The interesting thing about Portugal right now from an international perspective (certainly in Europe) is how the country is starting to pivot to cannabis production that is licensed, medical, and bound for export.

But how will freewheeling, “all drugs are decriminalized” Portugal really stack up against other contenders moving into this space, such as Spain, Greece, Poland and (North) Macedonia? They all have great weather, cheap labour rates (or at least cheaper than Germany and the UK), and are closer to Europe than Canada, Latin America, or Africa.

Is freewheeling Portugal really all its cracked up to be? Not really, and politically the current temperature is bound for a backlash. It is one thing to decriminalize all drugs. It is another thing to deal with those who use them irresponsibly.
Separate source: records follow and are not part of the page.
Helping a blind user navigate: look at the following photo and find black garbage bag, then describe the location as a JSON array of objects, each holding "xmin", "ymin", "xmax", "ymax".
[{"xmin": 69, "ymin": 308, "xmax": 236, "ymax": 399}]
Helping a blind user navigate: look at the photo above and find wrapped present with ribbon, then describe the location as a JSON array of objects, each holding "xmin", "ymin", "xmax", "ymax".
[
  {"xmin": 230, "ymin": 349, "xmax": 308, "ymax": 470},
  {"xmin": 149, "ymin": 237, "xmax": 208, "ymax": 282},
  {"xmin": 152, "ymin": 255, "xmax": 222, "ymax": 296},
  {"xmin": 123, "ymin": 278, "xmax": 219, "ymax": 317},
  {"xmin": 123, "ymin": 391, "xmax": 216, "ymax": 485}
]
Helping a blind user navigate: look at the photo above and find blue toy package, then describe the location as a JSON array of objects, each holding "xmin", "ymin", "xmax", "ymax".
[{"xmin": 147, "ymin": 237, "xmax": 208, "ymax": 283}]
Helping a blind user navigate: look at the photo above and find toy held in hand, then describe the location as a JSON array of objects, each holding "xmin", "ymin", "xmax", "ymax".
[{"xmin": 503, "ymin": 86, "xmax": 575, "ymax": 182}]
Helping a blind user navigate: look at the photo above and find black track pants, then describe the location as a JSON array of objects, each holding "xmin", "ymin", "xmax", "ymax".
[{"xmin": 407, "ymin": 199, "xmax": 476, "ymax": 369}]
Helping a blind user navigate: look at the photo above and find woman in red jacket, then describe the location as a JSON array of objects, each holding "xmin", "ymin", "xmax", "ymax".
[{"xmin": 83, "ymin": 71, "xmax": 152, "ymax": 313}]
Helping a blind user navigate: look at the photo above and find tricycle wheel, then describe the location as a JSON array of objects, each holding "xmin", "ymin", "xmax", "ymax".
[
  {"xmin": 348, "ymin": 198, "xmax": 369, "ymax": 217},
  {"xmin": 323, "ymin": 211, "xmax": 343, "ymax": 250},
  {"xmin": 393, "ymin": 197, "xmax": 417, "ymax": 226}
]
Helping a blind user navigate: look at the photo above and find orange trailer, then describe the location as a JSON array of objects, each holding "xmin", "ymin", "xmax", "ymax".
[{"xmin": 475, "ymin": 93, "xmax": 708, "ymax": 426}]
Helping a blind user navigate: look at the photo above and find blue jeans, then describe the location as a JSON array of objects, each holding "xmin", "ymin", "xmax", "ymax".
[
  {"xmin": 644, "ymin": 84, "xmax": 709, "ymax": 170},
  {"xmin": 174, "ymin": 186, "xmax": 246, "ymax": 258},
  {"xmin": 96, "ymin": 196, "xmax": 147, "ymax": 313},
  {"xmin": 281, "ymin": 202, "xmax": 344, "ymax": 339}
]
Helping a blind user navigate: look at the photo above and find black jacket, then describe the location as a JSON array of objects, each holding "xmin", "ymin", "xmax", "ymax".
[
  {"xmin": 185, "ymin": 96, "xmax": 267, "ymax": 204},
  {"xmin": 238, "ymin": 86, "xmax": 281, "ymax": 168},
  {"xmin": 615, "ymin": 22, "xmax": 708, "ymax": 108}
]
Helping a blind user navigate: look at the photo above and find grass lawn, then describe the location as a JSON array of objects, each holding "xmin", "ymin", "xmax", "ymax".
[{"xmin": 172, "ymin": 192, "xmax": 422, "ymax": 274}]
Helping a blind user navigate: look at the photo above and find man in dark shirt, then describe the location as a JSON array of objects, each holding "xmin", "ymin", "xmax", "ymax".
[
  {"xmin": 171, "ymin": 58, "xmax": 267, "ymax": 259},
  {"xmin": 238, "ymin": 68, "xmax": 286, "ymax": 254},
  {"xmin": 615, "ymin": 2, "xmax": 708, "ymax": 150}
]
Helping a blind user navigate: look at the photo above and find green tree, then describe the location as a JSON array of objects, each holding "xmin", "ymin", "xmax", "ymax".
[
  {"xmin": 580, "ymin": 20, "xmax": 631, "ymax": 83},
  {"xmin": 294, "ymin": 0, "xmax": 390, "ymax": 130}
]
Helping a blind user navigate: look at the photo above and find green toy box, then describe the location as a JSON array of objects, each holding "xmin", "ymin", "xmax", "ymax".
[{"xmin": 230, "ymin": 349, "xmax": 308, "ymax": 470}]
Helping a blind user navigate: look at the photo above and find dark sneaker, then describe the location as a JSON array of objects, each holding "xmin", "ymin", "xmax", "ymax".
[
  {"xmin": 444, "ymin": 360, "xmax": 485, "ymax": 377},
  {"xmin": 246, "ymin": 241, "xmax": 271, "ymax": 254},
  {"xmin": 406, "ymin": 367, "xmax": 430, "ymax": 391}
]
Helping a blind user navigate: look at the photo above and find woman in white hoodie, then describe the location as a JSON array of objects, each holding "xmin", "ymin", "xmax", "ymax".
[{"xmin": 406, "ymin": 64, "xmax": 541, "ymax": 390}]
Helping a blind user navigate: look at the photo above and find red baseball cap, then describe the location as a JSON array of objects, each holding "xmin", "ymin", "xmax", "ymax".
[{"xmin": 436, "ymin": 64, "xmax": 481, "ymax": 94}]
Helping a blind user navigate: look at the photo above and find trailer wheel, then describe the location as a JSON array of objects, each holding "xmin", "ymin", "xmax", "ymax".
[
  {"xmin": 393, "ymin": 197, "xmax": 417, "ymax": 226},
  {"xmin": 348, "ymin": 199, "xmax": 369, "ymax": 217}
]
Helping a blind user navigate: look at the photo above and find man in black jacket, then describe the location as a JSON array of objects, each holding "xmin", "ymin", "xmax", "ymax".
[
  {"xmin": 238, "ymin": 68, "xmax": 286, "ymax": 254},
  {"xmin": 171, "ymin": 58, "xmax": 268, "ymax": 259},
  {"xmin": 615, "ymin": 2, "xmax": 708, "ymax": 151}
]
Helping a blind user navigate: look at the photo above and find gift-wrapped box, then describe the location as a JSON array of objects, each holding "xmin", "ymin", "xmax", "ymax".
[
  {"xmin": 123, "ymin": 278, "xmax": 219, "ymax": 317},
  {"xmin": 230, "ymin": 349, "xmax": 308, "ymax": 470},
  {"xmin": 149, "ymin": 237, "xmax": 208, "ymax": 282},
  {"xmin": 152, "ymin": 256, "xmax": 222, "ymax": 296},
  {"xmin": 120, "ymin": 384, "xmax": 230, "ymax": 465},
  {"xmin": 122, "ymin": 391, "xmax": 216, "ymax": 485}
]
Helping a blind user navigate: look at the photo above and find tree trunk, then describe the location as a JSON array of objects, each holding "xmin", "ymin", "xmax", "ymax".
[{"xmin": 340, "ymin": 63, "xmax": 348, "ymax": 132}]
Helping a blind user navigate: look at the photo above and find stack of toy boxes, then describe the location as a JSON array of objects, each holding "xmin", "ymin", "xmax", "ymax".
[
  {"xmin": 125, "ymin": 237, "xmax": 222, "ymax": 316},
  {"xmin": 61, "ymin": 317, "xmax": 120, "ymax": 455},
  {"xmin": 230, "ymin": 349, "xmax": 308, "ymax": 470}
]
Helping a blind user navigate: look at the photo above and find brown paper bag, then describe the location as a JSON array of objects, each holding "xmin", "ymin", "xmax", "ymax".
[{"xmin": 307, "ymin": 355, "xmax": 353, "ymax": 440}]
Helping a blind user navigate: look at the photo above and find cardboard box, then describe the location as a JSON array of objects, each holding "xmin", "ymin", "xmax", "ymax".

And then there is this – between 2012 and 2017, statistics for alcohol, tobacco, and drug use in the general population have actually risen 23%. There has been just under a 2% increase in the use of psychoactive drugs in the same period.

While this could also be traced to the economic meltdown that hit many less prosperous countries in Europe hard during that time period, it is not a great PR moment for the canna cause.

Further, Portugal is not entirely copacetic on the idea of actually legalizing medical or recreational cannabis use (including grow your own). It hasn’t really happened yet.

Democratizing The Weed

No matter the impressive stats that the industry is starting to chalk up, there is far from democratic access to the plant, and that exists almost nowhere, even when governments are responsible for sales (as is the case in Europe).

How should the involved parties proceed? Everyone needs to get paid.

Many of these issues, in truth, will continue to evolve. In the future, assuming there is a survival of government health care, expect these themes to belong in the room. How much money medical cannabis can actually save health insurers is still a conversation for the future. However, conversations like this will not occur in an environment where the plant and products created from it are seen as “expensive.”

The Portuguese experiment is an intriguing situation that has already begun to impact the discussion across the continent, and will for a long time to come. Going forward it is clear that even the relatively freewheeling country of Portugal is starting to look at the entire discussion with a bit more of a conservative viewpoint.